The Association of Ghana Industries (AGI) wants government to take a cue from the land border closure by Nigeria to restrict the free movement of people and goods.
The Ashanti, Ahafo, Bono East Zonal Vice-Chairman of AGI, Kwasi Nyamekye, noted that although Nigeria’s decision to close its land borders until January 2020 was unpleasant, the country was doing what all other countries do to protect their local industry.
The government of Nigeria last week extended the closure of its land borders till January 31, 2020. A memo signed by Nigeria’s Comptroller, Victor David Dimka, dated November 1, 2019, directed officers at the borders to keep them closed until next year.
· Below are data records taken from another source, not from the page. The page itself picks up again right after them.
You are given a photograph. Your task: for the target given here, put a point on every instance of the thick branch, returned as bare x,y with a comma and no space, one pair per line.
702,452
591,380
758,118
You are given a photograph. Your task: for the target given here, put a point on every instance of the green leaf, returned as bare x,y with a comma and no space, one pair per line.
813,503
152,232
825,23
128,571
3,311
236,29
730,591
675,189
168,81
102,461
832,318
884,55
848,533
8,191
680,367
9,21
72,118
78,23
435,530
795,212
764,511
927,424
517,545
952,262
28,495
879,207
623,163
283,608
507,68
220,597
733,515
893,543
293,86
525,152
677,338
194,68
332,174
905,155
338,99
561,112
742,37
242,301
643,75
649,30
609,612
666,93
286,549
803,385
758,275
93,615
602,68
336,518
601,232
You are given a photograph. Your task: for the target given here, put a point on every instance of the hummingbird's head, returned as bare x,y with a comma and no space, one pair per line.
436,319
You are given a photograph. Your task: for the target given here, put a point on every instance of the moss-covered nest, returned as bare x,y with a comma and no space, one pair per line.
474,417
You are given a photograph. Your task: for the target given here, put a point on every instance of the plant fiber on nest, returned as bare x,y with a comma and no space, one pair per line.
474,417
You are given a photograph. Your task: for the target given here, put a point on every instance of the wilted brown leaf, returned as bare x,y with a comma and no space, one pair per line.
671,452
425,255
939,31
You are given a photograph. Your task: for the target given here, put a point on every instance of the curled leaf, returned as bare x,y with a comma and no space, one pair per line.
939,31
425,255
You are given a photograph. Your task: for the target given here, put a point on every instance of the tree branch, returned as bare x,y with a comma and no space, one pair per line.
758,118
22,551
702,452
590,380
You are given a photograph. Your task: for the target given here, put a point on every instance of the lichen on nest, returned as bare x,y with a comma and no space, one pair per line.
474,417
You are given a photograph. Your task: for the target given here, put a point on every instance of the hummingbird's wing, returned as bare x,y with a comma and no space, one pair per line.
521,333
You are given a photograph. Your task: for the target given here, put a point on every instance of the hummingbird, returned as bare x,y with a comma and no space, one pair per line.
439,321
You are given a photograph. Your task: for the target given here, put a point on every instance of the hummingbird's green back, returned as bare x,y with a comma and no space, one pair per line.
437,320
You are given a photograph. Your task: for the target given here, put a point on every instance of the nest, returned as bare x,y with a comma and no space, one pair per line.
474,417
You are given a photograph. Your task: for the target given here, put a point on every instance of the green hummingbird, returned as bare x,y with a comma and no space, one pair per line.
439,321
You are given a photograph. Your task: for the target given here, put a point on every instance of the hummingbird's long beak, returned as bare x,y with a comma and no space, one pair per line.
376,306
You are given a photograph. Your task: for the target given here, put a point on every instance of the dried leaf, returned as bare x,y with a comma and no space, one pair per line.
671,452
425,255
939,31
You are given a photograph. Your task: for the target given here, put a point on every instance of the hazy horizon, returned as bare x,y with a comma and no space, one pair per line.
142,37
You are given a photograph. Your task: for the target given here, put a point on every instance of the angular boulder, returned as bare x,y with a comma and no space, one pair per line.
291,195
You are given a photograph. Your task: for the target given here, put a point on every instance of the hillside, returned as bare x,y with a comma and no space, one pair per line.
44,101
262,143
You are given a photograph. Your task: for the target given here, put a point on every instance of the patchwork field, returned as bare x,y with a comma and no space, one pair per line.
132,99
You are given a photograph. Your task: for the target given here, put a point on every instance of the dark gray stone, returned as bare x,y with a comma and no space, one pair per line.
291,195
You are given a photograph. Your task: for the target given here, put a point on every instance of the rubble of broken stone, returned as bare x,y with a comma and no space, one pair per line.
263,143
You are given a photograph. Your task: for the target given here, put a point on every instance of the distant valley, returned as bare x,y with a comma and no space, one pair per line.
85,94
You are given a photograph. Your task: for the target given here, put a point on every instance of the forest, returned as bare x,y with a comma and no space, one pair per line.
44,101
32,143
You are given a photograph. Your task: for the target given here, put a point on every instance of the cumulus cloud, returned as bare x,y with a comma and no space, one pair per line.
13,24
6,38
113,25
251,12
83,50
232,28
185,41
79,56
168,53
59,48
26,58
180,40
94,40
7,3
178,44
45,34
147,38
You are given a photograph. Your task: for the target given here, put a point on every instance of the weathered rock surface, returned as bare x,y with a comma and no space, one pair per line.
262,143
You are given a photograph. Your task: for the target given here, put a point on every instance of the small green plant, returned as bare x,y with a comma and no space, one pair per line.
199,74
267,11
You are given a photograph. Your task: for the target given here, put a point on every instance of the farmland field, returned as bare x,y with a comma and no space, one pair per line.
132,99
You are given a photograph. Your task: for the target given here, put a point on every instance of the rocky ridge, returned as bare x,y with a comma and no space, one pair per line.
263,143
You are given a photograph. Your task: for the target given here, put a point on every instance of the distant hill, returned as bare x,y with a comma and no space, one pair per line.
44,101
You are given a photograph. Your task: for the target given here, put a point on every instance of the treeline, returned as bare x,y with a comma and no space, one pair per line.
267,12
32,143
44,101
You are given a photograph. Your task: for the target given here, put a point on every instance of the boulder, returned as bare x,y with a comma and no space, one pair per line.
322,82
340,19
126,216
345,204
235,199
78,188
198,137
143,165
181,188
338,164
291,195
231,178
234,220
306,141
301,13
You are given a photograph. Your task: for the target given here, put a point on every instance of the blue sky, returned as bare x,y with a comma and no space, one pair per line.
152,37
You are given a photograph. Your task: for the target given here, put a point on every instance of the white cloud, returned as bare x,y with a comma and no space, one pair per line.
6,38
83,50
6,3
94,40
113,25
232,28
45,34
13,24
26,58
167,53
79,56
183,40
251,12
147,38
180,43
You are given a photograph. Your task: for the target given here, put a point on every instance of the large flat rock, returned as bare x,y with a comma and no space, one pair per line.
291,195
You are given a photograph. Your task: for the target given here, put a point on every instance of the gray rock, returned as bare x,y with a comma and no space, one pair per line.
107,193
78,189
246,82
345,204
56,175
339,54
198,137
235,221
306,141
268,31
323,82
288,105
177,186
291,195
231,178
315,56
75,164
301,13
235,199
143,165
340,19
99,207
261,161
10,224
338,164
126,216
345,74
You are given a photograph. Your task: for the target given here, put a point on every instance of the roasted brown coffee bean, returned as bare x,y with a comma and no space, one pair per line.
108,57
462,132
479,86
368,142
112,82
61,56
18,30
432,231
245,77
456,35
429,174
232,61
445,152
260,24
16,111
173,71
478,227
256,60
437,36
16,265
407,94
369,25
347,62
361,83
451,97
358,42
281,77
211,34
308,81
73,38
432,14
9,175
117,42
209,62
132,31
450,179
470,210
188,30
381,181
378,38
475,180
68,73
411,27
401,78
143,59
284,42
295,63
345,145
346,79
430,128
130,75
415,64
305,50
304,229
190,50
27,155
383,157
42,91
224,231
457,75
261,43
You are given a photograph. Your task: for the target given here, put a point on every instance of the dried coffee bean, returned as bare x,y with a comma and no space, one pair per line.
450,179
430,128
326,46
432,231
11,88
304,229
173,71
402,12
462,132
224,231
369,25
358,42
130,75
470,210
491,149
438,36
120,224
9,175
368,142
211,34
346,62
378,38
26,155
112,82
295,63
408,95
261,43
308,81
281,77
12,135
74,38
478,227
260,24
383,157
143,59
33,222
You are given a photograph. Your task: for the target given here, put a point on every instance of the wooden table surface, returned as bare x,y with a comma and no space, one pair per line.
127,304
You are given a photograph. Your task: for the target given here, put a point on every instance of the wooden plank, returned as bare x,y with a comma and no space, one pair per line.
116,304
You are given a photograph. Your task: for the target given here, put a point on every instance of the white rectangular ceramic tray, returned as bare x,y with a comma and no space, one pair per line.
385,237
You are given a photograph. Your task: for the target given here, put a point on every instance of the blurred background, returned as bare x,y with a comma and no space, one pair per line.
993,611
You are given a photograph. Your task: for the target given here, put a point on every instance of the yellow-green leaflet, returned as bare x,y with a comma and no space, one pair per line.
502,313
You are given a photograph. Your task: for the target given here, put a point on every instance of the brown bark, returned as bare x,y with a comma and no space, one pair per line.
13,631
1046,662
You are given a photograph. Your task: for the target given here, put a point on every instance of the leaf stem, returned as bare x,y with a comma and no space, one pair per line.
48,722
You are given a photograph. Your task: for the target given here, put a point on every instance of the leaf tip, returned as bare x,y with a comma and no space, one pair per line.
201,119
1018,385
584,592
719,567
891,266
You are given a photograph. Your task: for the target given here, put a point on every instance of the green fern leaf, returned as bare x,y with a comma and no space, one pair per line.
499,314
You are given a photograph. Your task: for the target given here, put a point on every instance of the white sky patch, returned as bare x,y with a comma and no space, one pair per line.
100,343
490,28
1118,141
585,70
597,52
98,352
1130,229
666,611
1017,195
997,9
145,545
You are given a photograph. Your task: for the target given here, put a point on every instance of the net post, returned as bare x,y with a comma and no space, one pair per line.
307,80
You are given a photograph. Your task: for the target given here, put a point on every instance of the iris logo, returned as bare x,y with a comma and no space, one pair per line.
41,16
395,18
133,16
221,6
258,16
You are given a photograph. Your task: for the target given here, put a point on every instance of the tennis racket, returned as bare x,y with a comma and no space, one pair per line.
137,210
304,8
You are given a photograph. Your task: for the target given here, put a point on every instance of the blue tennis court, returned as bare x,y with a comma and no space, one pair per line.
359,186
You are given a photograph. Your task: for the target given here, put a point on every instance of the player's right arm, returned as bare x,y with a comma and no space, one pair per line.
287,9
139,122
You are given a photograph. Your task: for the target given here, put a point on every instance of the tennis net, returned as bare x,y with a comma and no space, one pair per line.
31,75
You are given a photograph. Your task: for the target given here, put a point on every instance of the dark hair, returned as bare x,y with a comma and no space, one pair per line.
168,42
The memo indicates that “despite the overwhelming success of the Operation particularly, the security and economic benefits to the nation, a few strategic objectives are yet to be achieved.
Against this background, Mr President has approved an extension of the Exercise to 31st January 2020.”
The Nigerian government began closing its borders in August in an operation they term ‘Exercise Swift Response’.
The operation, according to the government, was to check the smuggling of illegal goods into the country. The border closure, however, has affected many trade deals of its neighbours, including Ghana.
This closure has reportedly cost Ghana’s largest local beverage manufacturer, Kasapreko, $2 million. AGI said instead of worrying its head, Ghana should also take the opportunity to institute similar policies in the interests of Ghanaian businesses.